Traitement de seconde ligne et au-delà des cancers bronchopulmonaires non à petites cellules de stade IV en l'absence d'addiction oncogénique

During the last decade, post-platinum treatment options in advanced non-small cell lung cancer without oncogenic addiction have been restricted to docétaxel, pémétrexed or erlotinib, providing modest results. Several new therapeutic options have been recently developed, leading to deeply change the treatment algorithm after the first line of treatment.
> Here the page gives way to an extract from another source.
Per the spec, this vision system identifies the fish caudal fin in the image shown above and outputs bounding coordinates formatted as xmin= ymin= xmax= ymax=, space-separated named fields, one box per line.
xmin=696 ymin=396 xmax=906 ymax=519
The addition of an antiangiogenic agent to docétaxel demonstrated an improvement of overall survival with limited toxicities for nintedanib in adenocarcinoma and ramucirumab for both squamous and non-squamous cell carcinoma. Afatinib has shown superiority over erlotinib in second-line treatment of squamous cell carcinoma in terms of progression-free and overall survival. Immune checkpoints inhibitors targeting the interaction between Program Death Receptor 1 (PD1) on T cells and its ligand PD-L1 expressed on tumor cells demonstrated a survival benefit comparatively with docétaxel, with a better safety profile and durable responses leading to expect long-term survival. However, responses to single agent anti-PD1 or PD-L1are observed only for a minority of patients, requiring predictive biomarkers. The correlation between the magnitude of survival benefit and the level of PD-L1 expression by non-squamous carcinoma cells leads to take this factor into account for the treatment decision process in 2nd line and soon in first-line therapy.